The Chinese are getting serious about addressing overcapacity that has developed in industry, according to statements released by the state press. This should be seen as a positive development given concerns about a bubble in property and shares and stories of malinvestment related to China’s attempts to reach lofty growth targets.
China’s State Council said yesterday that in emerging sectors like wind power, “overcapacity and redundant projects remain prominent because of slow progress in industrial restructuring in some of these sectors.” As a result, regulators were cracking down both on lending to the sector and in direct oversight.
The Financial Times believes the Chinese will have a tougher time reigning in the heavy industrial sectors like steel and cement, which state-owned enterprises dominate. They cite steel production of 470 million tons compared to a capacity of 600 million as an example of the large overcapacity in these sectors. Cement is even worse, with only 70 percent of capacity utilized.

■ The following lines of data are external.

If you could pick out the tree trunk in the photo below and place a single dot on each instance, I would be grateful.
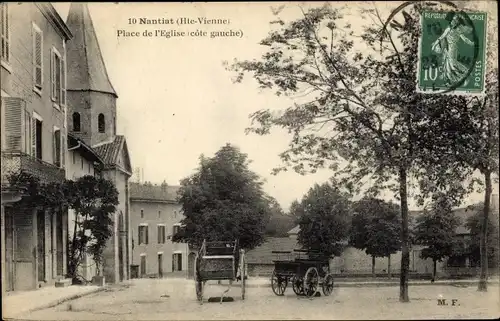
(373, 266)
(483, 247)
(405, 253)
(434, 270)
(389, 266)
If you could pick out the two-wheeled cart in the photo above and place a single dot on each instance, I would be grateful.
(306, 274)
(219, 261)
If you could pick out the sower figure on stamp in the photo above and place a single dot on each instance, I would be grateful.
(447, 46)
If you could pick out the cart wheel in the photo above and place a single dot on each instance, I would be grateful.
(311, 281)
(198, 281)
(298, 285)
(328, 284)
(278, 284)
(243, 274)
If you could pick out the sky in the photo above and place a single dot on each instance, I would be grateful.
(177, 101)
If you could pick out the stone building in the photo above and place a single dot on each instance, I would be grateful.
(82, 161)
(356, 262)
(155, 217)
(33, 112)
(92, 119)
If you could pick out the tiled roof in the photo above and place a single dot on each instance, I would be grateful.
(463, 213)
(153, 192)
(263, 253)
(88, 71)
(110, 152)
(85, 150)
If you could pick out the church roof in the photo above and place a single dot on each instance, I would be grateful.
(110, 152)
(85, 62)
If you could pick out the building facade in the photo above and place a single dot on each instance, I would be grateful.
(33, 108)
(82, 161)
(92, 118)
(155, 218)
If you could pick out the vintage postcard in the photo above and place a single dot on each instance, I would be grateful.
(249, 160)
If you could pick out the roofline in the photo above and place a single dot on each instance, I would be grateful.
(142, 199)
(96, 91)
(48, 8)
(87, 148)
(121, 169)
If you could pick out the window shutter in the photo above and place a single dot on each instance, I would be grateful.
(33, 137)
(52, 75)
(38, 58)
(14, 111)
(63, 150)
(63, 82)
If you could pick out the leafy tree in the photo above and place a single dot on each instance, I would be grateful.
(279, 223)
(474, 224)
(357, 103)
(435, 229)
(224, 201)
(324, 220)
(94, 200)
(476, 150)
(376, 228)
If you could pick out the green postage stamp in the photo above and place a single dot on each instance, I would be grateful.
(452, 53)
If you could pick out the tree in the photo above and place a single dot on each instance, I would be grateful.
(94, 200)
(474, 224)
(435, 229)
(477, 150)
(224, 201)
(358, 105)
(376, 228)
(279, 223)
(324, 222)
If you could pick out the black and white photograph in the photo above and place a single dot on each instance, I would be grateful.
(333, 160)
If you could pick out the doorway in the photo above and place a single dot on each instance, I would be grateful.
(143, 265)
(9, 250)
(160, 265)
(191, 258)
(40, 225)
(59, 243)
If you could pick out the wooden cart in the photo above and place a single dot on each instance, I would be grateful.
(306, 274)
(219, 261)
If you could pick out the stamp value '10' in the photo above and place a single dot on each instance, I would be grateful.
(452, 53)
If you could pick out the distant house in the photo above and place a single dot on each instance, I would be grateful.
(155, 218)
(356, 262)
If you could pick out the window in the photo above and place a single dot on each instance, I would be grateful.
(161, 234)
(4, 14)
(175, 229)
(57, 78)
(143, 234)
(101, 124)
(76, 122)
(37, 58)
(57, 147)
(177, 262)
(28, 123)
(37, 146)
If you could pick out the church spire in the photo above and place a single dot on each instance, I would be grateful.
(84, 54)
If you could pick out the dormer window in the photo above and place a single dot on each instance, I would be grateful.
(76, 122)
(101, 124)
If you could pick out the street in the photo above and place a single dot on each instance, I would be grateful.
(175, 299)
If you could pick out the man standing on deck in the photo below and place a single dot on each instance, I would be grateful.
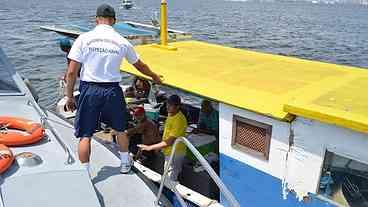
(101, 52)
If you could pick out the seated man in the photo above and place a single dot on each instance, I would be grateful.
(175, 126)
(142, 88)
(129, 92)
(150, 135)
(208, 119)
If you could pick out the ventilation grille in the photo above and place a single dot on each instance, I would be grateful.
(252, 136)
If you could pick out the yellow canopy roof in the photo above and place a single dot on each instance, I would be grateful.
(263, 83)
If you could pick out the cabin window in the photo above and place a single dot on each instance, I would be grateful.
(251, 137)
(344, 180)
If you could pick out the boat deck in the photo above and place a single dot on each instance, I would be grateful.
(113, 189)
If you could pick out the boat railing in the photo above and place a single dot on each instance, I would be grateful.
(223, 189)
(45, 123)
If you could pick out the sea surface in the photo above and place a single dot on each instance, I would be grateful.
(329, 33)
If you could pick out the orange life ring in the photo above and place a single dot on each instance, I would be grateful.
(6, 158)
(28, 132)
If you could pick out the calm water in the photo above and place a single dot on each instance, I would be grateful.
(332, 33)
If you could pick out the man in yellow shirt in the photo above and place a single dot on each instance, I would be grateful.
(175, 126)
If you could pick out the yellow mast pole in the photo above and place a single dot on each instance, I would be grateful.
(164, 35)
(163, 23)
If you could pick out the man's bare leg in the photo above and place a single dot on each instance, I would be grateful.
(84, 151)
(123, 141)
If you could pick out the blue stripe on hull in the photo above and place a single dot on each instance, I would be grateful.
(254, 188)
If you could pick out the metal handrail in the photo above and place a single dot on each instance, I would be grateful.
(44, 121)
(228, 195)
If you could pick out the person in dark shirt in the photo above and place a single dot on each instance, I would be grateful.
(142, 88)
(150, 135)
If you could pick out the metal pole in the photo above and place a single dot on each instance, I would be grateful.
(163, 24)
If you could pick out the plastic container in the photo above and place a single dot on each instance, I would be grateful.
(204, 143)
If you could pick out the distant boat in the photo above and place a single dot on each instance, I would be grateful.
(126, 4)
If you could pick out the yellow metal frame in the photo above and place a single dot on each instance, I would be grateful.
(276, 86)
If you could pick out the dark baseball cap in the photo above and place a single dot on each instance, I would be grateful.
(105, 10)
(174, 100)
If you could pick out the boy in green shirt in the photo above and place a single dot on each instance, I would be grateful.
(175, 126)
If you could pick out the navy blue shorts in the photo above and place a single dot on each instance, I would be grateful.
(100, 101)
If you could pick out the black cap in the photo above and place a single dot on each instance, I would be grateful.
(105, 10)
(174, 100)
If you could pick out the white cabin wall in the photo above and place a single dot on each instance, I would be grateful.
(279, 145)
(311, 140)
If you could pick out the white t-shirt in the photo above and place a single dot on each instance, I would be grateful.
(101, 52)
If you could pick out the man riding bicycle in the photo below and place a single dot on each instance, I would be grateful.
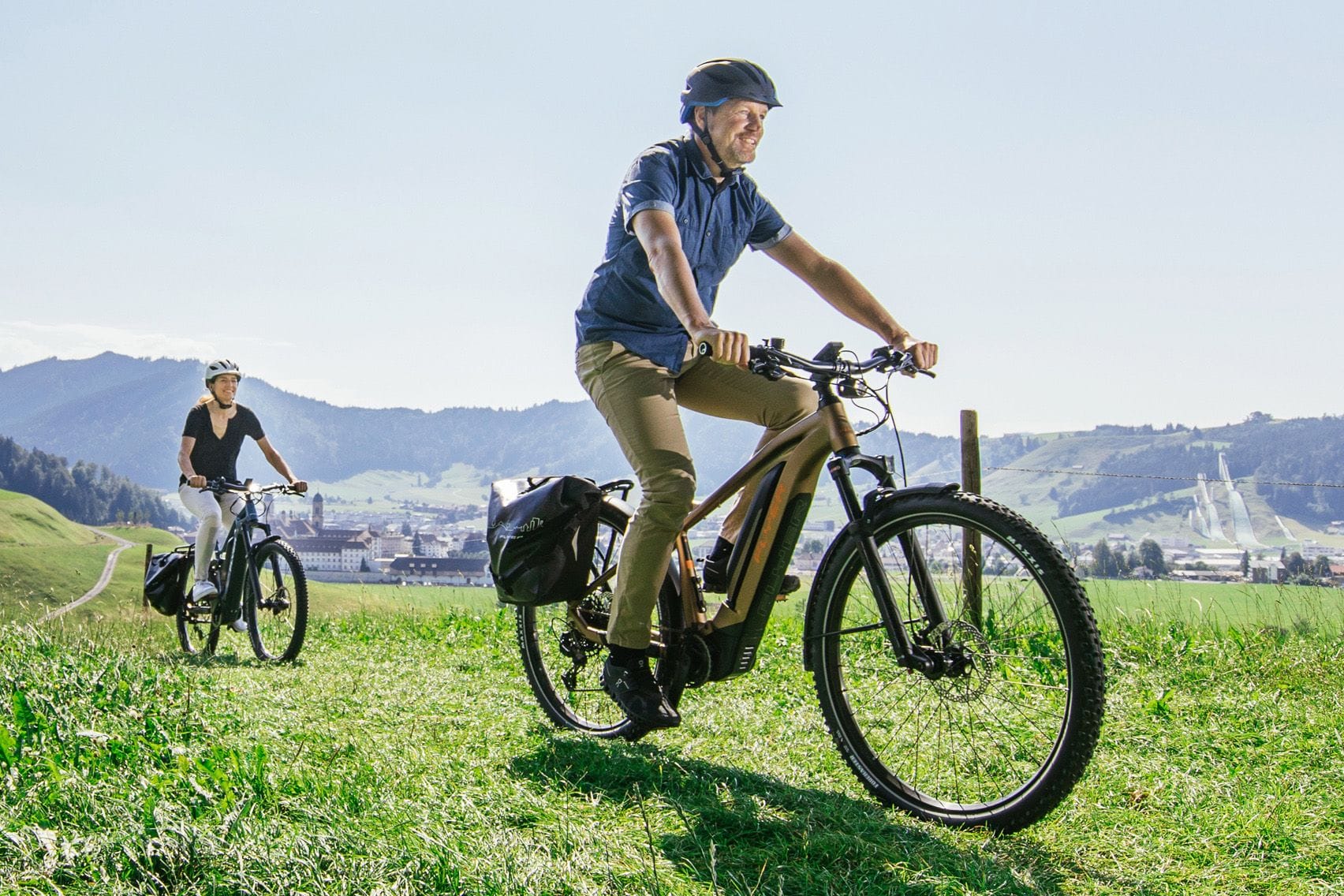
(683, 217)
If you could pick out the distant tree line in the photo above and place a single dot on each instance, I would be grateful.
(85, 492)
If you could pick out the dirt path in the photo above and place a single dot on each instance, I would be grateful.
(103, 581)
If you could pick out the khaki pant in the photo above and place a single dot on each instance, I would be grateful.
(640, 402)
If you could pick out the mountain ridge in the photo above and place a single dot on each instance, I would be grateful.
(127, 414)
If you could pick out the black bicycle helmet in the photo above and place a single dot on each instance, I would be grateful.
(717, 81)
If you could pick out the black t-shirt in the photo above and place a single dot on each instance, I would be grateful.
(215, 457)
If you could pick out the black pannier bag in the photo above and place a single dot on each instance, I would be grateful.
(540, 535)
(166, 579)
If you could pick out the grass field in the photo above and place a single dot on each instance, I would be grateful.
(404, 754)
(46, 561)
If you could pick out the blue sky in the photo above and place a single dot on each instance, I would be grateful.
(1103, 212)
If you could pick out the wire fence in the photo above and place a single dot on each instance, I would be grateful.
(1168, 479)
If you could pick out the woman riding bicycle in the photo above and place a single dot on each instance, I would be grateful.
(210, 442)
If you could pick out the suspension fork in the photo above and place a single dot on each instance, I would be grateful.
(908, 653)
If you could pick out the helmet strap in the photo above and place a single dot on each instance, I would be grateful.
(704, 133)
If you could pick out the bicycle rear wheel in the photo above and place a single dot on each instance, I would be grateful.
(1006, 731)
(277, 615)
(563, 666)
(198, 628)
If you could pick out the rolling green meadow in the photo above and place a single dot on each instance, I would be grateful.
(404, 754)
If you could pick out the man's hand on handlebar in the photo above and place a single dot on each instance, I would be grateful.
(725, 347)
(924, 353)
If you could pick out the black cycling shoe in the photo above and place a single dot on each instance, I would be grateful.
(639, 695)
(715, 579)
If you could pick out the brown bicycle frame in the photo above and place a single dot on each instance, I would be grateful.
(803, 449)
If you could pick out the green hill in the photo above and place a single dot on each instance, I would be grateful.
(47, 561)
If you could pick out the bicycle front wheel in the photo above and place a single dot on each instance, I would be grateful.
(1004, 728)
(563, 665)
(277, 614)
(198, 626)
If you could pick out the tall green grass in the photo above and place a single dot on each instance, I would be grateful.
(404, 754)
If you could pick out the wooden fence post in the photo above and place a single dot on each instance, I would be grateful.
(149, 552)
(971, 581)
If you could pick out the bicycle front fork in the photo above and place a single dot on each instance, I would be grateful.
(908, 653)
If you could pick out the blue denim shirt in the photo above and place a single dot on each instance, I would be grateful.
(622, 303)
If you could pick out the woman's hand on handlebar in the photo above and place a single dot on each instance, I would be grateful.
(725, 347)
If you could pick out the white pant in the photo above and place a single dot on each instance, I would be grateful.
(217, 513)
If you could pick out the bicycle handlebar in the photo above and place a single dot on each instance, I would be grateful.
(249, 488)
(769, 357)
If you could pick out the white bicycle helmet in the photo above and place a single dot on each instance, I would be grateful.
(222, 366)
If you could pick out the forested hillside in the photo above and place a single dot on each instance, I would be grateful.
(85, 492)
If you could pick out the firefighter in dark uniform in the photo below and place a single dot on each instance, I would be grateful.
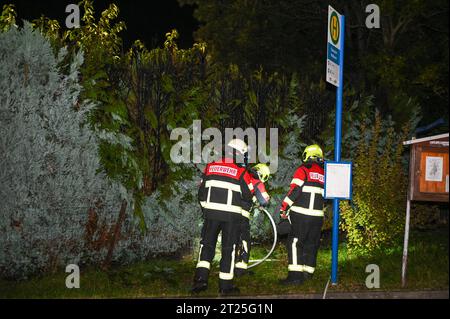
(224, 194)
(304, 207)
(259, 174)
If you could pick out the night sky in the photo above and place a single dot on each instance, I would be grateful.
(145, 20)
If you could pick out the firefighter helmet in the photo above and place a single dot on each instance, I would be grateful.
(238, 145)
(313, 152)
(263, 172)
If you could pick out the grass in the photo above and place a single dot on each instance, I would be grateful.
(427, 269)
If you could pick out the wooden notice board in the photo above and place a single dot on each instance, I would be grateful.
(429, 173)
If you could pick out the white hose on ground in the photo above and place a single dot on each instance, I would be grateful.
(275, 238)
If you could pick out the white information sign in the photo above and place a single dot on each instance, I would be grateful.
(338, 180)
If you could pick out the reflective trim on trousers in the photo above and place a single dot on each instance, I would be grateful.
(306, 211)
(229, 276)
(241, 265)
(203, 264)
(222, 207)
(295, 268)
(288, 201)
(308, 269)
(297, 181)
(294, 251)
(222, 184)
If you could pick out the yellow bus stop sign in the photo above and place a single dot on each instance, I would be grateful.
(334, 28)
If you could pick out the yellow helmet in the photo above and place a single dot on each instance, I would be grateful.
(238, 145)
(312, 152)
(263, 172)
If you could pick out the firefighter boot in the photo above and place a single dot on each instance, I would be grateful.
(293, 278)
(307, 276)
(199, 286)
(232, 291)
(200, 281)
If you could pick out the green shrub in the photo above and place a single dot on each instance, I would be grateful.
(374, 218)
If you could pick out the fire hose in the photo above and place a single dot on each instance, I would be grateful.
(275, 238)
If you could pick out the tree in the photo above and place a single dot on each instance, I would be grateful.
(49, 167)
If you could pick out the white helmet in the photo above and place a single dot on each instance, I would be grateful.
(238, 145)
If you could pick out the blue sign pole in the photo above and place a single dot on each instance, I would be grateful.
(337, 156)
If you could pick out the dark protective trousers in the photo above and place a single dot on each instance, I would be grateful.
(230, 236)
(243, 251)
(303, 243)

But, here too, the Chinese are trying to eliminate overcapacity. Two weeks ago they announced a three-year freeze on approval of all new expansion projects in the iron and steel industries. So, while the stimulus campaign in China has allowed the country to hit growth targets, the government are preparing for a more sustainable industrial mix in the future.
The question everyone is asking is whether China can make the leap from an export-led economy dependent on demand in Europe and the United States. I see these moves as an indication the Chinese are at a minimum attempting to make that transition, while still maintaining high levels of economic growth. This will be a multi-year process and it is still early days.